As an example, suppose a researcher is interested in evaluating whether there is a significant difference in the proportion of male vs female pet owners in a large city. The research performs separate, independent random samples on 500 males and 500 females. The results are summarized in the 2x2 table below.
I realize the standard test for homogeneity would be a chi-square test or z-test for difference in proportions (with continuity corrections). When I calculate this I get a p-value of 0.019279. I also performed the Fisher Exact Test (FET) which returns a p-value of 0.019234. Intuitively it makes sense to me that these two tests would produce very nearly the same result, reflecting I think the fact that the hypergeometric distribution converges to a normal distribution for large sample sizes. So far so good....

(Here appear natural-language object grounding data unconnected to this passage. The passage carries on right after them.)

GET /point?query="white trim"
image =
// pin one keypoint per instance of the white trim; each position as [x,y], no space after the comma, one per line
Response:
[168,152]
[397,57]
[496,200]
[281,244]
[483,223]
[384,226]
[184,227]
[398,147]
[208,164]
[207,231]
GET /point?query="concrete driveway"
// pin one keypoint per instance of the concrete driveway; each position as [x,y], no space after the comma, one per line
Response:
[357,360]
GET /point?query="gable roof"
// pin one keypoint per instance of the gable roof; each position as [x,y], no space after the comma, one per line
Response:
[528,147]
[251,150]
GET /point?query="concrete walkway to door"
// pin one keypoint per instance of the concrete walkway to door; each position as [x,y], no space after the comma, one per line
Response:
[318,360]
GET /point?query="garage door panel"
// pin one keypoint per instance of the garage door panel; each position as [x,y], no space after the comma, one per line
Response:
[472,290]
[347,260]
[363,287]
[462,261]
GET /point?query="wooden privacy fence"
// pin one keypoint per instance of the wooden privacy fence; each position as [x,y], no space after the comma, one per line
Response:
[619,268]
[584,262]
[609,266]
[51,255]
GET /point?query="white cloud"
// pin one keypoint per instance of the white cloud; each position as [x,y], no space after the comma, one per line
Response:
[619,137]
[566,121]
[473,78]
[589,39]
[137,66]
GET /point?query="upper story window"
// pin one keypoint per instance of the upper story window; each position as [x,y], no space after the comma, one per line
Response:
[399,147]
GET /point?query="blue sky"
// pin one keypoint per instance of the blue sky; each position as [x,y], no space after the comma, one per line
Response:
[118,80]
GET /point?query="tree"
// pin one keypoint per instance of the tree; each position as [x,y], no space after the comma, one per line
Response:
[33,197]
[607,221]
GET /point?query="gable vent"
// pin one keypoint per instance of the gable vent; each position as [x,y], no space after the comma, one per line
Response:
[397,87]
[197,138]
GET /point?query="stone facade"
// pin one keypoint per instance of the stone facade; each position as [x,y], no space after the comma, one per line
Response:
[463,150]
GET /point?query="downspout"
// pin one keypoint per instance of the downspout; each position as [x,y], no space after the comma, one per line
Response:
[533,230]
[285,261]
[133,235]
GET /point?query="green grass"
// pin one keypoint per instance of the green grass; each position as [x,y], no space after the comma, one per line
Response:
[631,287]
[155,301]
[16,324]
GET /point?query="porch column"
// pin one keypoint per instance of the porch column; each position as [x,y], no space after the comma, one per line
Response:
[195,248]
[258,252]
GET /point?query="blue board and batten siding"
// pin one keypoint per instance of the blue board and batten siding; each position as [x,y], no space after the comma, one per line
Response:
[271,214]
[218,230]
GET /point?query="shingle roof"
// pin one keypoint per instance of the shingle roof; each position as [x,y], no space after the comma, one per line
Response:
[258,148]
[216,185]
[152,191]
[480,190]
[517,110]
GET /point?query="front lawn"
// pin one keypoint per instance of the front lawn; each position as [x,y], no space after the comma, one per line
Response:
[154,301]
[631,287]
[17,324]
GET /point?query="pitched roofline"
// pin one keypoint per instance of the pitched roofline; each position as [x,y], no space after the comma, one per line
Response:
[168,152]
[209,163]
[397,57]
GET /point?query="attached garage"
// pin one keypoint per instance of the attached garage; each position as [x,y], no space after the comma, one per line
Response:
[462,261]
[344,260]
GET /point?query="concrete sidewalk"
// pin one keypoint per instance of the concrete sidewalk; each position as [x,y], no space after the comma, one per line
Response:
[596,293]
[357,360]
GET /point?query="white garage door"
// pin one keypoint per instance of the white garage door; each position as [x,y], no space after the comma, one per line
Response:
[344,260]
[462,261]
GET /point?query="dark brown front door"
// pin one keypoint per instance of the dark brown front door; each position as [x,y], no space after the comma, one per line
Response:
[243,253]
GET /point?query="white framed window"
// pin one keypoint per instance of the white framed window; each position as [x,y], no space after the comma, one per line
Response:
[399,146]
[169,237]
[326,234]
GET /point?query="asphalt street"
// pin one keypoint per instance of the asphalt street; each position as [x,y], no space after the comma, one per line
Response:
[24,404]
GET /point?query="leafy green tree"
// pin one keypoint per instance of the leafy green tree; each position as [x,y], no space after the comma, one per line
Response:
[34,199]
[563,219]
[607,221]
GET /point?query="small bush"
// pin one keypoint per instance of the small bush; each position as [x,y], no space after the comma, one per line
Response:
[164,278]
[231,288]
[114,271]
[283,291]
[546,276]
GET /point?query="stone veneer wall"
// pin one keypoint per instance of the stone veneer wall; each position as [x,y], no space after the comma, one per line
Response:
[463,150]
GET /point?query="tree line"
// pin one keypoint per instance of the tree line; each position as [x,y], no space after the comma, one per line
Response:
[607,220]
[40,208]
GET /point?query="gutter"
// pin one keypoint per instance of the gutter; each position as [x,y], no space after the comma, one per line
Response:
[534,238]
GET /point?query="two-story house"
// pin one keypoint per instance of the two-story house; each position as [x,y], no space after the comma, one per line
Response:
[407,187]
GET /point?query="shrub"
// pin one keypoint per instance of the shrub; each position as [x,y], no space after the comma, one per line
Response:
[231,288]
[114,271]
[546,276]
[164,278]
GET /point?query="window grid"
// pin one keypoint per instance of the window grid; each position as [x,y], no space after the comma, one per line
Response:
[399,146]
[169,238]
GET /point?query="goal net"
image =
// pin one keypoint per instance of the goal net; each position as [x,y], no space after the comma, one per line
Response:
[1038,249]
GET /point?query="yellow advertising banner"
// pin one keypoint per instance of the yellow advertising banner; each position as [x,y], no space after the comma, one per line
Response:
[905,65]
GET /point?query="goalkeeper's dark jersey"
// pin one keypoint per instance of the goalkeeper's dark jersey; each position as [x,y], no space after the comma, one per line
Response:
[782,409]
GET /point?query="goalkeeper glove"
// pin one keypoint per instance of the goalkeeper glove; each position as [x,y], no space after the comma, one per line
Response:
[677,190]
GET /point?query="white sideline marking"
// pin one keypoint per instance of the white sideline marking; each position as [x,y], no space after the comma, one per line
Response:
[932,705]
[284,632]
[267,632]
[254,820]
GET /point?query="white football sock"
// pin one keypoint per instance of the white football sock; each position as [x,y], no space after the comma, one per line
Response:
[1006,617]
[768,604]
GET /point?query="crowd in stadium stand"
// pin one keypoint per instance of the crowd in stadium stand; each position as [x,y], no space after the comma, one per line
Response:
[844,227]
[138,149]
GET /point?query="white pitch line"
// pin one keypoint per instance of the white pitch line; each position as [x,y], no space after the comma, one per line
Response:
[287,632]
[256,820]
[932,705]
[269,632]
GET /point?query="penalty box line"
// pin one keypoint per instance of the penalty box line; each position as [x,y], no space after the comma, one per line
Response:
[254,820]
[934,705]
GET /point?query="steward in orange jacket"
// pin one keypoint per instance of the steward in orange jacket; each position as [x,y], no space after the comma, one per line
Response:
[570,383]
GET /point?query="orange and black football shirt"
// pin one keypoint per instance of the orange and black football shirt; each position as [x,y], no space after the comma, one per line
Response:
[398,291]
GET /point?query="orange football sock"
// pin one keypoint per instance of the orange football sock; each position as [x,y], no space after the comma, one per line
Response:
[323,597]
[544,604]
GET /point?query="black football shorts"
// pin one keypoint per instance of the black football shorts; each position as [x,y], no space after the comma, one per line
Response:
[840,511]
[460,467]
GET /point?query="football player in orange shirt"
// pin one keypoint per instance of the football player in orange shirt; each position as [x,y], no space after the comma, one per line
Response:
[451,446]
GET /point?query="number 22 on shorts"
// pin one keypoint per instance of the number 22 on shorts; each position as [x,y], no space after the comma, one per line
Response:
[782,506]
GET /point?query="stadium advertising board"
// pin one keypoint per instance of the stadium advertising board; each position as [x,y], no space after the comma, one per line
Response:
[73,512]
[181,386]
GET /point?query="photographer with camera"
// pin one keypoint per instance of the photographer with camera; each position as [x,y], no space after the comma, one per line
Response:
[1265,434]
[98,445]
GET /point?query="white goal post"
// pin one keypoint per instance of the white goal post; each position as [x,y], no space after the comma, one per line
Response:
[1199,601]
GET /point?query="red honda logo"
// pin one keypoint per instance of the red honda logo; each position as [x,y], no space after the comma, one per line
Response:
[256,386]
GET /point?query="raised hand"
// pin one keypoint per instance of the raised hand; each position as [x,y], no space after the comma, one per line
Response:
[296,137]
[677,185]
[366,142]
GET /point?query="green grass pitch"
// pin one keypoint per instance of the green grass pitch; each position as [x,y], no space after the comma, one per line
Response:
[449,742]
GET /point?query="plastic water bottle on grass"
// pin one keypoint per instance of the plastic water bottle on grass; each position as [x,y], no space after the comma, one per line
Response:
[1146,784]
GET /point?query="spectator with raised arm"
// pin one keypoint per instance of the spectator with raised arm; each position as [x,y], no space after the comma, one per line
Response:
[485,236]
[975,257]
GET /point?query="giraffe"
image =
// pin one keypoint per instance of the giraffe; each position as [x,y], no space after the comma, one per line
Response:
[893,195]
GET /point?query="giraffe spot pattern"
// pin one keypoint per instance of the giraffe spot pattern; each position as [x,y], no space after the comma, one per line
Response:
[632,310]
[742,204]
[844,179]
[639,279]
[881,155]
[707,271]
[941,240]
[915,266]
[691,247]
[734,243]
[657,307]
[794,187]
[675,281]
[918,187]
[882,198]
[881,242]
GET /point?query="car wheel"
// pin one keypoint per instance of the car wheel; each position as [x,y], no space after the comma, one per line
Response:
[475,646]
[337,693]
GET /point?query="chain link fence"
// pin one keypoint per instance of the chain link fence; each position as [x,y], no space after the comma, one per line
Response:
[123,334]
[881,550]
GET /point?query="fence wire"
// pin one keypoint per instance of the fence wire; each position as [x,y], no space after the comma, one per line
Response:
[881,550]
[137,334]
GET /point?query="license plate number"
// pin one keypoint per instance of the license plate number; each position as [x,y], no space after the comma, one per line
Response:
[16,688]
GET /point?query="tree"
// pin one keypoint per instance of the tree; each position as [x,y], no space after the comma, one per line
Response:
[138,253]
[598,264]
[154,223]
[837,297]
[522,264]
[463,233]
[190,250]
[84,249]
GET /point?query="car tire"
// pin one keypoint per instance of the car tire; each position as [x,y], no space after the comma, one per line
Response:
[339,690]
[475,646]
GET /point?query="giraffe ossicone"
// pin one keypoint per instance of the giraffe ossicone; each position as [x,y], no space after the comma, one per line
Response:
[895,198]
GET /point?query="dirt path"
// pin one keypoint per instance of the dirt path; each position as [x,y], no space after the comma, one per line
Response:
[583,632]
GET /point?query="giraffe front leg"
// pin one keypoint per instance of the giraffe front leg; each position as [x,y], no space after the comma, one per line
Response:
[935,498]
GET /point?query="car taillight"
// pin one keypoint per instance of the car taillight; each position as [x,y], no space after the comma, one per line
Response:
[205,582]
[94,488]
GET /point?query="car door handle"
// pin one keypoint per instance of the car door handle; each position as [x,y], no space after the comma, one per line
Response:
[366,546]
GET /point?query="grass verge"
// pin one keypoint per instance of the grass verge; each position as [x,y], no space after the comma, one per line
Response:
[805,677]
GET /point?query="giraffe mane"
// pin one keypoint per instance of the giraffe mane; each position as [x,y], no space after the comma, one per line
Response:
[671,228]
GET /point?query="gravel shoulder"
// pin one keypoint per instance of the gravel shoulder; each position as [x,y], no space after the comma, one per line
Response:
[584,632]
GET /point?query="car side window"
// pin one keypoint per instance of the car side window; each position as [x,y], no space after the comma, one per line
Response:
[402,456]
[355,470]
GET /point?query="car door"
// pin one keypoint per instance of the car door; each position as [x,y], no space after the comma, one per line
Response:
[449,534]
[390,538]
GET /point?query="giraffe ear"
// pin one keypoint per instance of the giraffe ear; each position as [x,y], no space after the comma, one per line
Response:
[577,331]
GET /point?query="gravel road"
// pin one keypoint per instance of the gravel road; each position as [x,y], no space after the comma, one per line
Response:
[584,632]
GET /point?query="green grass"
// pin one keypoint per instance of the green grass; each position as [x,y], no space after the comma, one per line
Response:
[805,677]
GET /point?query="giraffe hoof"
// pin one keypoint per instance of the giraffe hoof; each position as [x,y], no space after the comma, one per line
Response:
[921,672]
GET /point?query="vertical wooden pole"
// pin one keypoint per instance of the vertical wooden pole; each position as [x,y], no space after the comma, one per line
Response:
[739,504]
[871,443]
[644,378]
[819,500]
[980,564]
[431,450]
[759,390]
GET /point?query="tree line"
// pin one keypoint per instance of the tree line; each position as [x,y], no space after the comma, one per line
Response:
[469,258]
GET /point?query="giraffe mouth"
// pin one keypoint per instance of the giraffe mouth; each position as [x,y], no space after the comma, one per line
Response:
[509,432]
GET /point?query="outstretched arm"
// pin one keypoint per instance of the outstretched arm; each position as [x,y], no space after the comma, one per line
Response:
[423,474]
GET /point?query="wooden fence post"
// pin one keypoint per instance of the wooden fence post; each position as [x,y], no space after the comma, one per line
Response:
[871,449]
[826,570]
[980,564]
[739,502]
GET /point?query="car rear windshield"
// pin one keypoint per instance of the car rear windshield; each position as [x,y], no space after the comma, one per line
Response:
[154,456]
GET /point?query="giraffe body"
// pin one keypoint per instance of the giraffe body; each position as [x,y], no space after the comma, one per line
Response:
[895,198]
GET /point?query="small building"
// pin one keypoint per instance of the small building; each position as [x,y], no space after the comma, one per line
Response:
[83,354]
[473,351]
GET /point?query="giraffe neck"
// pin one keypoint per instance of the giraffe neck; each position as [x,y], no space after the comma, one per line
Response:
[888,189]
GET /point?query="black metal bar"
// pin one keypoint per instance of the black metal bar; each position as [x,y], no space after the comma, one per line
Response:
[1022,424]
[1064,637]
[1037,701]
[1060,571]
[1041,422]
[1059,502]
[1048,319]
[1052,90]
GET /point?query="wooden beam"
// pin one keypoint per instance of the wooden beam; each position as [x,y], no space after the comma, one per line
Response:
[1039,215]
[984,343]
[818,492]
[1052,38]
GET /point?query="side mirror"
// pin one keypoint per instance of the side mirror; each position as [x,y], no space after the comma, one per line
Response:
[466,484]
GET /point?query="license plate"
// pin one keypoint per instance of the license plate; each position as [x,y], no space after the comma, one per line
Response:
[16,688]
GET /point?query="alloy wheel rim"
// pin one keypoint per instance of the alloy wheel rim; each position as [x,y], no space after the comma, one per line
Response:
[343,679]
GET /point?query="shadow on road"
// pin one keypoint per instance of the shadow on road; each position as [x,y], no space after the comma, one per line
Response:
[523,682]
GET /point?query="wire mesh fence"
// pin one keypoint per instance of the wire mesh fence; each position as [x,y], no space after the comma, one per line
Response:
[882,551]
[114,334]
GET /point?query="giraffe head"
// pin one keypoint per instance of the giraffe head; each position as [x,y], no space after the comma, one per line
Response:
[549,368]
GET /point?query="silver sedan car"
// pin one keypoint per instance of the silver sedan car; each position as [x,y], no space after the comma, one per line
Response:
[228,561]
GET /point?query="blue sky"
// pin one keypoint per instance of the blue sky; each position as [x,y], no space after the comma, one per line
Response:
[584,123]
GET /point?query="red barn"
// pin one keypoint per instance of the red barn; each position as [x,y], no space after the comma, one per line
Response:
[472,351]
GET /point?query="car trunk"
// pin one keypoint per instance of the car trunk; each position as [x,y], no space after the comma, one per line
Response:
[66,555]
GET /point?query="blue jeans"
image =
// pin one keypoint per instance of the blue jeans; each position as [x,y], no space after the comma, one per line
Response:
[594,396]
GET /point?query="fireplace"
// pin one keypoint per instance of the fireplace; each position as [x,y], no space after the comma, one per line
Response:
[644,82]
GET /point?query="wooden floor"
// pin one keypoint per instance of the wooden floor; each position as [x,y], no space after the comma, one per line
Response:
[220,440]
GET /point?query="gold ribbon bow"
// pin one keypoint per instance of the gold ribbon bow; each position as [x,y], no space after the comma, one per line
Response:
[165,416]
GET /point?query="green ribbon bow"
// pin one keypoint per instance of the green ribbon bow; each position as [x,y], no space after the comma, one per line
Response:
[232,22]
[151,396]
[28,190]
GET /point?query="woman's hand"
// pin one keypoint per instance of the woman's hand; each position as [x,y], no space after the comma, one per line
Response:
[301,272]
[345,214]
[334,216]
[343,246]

However, it seems to me that what we really have are two binomial samples, both with sample size of 500. If we are testing the null hypothesis that the proportion of male pet owners is equal to the proportion of female pet owners (vs. alternative that they are not equal), and we further assume that the overall population proportion of pet owners is 0.5 consistent with our sample (which is what a z-test of difference in proportions also assumes), my thinking is that we should be able to calculate the probability of all possible results as the product of 2 binomials, and sum all of these probabilities that are equal to or lower than the probability for the result we obtained from our samples to obtain a p-value. When I do this, I obtain a p-value of 0.056987.
My questions are as follows:
1 Do the p-values I calculate look correct? I have confidence in the calculations for the z-test/chi-square and FET, but the calculation of the p-value using the product of binomials approach I would have expected to also be very close to these other tests so I am concerned there is an error in my calculations (using excel spreadsheet).
Is the product of 2 binomials a valid approach given the circumstances? If so, is it correct to sum all cases where the probability is < or = to the specific probability of obtaining the specific sample results as depicted in the table (as with FET)?
Is it correct to expect that for large samples the p-value should be very nearly equal to the z-test/chi-square test results?
I originally was investigating the product binomial approach for small samples as an alternative to FET, and noticed substantial differences in p-values for many cases. But I had hoped to see convergence of p-values for all these tests for large samples, but results above make me think there is a fundamental flaw in either my thinking or calculations or both!